For physicians, it is important to choose which patients to treat and how to monitor or predict the course of progressive diseases, such as IPF. In addition, when using simple parameters, it is possible to create an applicable staging system for hospitals worldwide. The clinical courses of the IPF patients in this study widely varied; therefore, disease activity should be carefully monitored (32). From a clinical point of view, cough has been proposed as a prognostic indicator of IPF (33,34). Never-smoking IPF patients showed poor survival after adjustment of baseline CPI. Analysis of the predictors of mortality in our cohort identified both 1-year mMRC and GAP score as strong predictors. We believe that our findings regarding changes in mMRC should be considered in the breathlessness scale and mortality in never-smoking IPF patients. Du Bois et al. (35) reported a positive correlation between changes in dyspnea and %FVC. The most recent idiopathic interstitial pneumonia guidelines propose consideration of disease behavior (36). Serial monitoring of trends in major clinical symptoms is crucial to the management of this progressive disease. Also, finger clubbing and GAP stage were useful predictors of mortality in smoking IPF patients. Both detailed physical examination and severity of physiology is quite important for typical IPF patients. Regarding smoking status and physiology, previous articles reported that smoking IPF patients had less severe pulmonary dysfunction because of smoker healthier effect (37,38).

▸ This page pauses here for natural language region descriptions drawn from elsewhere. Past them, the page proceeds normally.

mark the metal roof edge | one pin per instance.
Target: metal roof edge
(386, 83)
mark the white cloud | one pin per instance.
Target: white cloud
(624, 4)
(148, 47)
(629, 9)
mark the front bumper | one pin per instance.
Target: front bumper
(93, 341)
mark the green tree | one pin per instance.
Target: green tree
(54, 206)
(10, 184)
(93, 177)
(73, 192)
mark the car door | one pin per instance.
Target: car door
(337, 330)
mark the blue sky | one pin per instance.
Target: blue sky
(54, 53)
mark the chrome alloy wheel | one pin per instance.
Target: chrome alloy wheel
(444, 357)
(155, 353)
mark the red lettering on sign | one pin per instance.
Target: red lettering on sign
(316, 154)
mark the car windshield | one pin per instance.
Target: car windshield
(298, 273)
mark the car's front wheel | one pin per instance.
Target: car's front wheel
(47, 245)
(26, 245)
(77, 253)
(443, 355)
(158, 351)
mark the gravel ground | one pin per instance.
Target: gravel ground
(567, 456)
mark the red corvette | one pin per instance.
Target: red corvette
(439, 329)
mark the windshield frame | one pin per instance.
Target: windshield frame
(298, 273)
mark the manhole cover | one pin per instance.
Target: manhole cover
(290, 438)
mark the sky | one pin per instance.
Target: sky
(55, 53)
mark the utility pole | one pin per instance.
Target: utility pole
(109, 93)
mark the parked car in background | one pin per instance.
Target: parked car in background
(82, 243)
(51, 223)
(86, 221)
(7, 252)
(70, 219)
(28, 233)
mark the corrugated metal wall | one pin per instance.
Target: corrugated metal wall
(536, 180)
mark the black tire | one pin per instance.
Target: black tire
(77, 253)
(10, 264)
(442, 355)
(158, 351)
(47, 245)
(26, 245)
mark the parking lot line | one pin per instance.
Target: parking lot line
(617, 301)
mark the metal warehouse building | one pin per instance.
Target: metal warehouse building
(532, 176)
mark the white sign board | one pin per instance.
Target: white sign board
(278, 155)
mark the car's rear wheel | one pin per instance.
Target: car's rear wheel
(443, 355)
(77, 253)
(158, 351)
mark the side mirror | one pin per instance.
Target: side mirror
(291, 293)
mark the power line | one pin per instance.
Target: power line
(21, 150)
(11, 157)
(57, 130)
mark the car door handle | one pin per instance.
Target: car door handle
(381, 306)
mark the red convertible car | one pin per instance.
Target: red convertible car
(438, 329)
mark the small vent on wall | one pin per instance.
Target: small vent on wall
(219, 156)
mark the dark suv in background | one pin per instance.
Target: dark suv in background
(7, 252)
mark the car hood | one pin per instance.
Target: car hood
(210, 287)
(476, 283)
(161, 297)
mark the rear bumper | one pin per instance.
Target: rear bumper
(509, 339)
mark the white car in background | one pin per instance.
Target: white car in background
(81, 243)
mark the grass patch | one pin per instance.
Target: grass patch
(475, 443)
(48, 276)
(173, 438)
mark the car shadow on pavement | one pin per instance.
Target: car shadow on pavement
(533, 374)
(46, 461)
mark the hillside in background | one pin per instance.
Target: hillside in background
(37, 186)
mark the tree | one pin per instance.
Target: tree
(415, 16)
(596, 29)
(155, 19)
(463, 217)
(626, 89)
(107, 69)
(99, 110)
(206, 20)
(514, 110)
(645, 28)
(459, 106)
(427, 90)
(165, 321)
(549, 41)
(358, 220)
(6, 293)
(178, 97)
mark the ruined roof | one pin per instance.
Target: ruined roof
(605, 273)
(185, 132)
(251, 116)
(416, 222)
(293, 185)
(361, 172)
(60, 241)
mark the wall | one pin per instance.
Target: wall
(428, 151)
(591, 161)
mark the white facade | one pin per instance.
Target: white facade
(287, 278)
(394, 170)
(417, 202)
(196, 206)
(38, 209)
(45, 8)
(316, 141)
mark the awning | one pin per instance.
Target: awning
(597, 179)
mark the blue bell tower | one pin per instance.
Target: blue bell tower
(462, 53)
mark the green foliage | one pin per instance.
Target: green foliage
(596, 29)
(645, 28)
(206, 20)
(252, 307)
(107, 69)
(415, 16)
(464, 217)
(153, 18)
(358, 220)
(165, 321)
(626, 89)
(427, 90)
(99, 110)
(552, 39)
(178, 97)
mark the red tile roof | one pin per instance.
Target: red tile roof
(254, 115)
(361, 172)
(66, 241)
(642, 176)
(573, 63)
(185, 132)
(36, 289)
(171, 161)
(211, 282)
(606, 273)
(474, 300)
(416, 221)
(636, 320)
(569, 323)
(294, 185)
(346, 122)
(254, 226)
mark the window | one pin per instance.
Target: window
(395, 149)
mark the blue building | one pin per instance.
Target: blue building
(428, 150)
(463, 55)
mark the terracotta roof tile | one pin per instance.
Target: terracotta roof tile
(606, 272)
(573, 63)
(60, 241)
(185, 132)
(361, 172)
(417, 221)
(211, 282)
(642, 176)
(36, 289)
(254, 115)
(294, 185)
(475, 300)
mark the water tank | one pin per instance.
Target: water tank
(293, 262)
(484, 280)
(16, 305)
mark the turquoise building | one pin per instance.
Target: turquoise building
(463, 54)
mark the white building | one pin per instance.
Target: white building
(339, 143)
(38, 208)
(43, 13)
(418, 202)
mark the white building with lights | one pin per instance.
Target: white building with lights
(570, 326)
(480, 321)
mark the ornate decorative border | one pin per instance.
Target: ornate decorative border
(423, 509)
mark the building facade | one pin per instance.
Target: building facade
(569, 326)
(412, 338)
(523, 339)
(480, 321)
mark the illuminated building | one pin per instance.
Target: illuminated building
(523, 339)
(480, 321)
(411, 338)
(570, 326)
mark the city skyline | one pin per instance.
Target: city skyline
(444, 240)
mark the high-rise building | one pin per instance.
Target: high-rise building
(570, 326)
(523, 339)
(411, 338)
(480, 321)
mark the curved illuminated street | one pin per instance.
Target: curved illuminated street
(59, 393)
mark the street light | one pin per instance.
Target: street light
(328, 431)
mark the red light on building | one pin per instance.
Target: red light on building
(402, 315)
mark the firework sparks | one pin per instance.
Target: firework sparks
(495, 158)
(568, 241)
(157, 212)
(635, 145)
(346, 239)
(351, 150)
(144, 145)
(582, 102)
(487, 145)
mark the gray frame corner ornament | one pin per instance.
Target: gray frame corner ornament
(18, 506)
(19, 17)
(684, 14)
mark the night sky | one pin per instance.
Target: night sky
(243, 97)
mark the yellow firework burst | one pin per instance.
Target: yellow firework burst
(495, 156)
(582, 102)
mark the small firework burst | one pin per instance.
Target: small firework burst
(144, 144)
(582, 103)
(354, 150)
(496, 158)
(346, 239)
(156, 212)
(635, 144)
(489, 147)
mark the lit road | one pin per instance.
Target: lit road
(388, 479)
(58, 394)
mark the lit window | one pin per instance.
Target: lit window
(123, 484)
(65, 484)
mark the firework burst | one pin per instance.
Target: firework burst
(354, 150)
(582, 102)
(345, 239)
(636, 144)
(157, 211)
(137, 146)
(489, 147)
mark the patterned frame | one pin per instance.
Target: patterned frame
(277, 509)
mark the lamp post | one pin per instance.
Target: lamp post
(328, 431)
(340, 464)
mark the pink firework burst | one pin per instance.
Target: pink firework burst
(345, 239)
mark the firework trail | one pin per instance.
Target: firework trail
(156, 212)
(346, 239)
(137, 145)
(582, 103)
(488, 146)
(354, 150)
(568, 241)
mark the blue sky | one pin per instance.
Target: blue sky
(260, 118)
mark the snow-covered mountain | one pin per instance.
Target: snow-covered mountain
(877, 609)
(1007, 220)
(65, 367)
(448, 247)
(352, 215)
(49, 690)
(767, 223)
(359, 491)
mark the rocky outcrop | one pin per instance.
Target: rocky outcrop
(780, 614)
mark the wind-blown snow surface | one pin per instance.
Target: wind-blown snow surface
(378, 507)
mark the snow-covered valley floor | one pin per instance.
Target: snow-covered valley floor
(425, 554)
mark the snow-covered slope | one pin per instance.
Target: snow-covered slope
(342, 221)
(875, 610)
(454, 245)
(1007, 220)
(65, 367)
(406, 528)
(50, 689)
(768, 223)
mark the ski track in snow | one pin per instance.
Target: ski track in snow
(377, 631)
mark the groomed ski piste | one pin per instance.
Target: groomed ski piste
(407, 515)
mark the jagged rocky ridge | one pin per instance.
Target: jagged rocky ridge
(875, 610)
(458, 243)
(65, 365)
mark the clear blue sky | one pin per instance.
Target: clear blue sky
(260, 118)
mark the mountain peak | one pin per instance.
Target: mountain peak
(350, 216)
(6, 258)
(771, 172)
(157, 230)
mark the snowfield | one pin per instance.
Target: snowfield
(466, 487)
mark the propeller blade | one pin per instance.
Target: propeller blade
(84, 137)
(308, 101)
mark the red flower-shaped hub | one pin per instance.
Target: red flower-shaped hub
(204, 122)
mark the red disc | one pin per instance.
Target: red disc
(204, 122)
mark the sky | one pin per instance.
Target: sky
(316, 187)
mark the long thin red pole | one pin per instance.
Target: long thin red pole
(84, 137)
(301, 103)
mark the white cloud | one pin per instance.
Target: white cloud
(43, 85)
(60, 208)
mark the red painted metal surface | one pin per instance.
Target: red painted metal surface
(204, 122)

Finally, in terms of treatment, many patients underwent PSL-based therapy, of which 50% developed AE during the observational period. AE following IPF is a common cause of death (19,39). After the adjustment of prednisolone use, never-smoking IPF patients had AE more often compared with that of smoking IPF patients. Pirfenidone has been previously reported to be effective for prevention of AE in IPF patients (40-42). In addition, pirfenidone was shown to reduce disease progression, while maintaining exercise tolerance and promoting progression-free survival (10). Pirfenidone is a promising agent for the prevention of AE in never-smoking IPF patients in the future. Moreover, we recently published staging-based management to monitor AE in IPF patients (43).
There were several limitations to this study. First, this was a retrospective study; therefore, some clinical data were missing. Second, this study was conducted in a single center, and our hospital is a referral center for IPF. Therefore, there could be a selection bias. Our results of this study may not be applicable to all never-smoking IPF patients. However, the epidemiological and clinical characteristics of our cohort were comparable to those cited in previous reports. Third, we did not evaluate the detailed genotype for MUC5b, TERT/TERC and telomere length. Future studies will be needed to elucidate the genetic background of never-smoking IPF patients. Fourth, we were unable to completely evaluate changes in dyspnea grade and lung function.
In conclusion, we clarified the clinical characteristics of IPF in never-smoking patients through comparison with smoking IPF patients. Never-smoking patients develop AE more often and 1-year mMRC dyspnea scale was an important predictor of mortality. In smoking IPF patients, clubbing and physiology were useful predictors of mortality, and HRCT emphysema extent was a crucial predictor of AE. Combined evaluation of clinical symptom trends and physiology is important to elucidate disease behavior and predict mortality in never-smoking IPF patients. Future multi-center studies are needed to validate our results for never-smoking IPF patients.
Conflicts of Interest: The authors have no conflicts of interest to declare.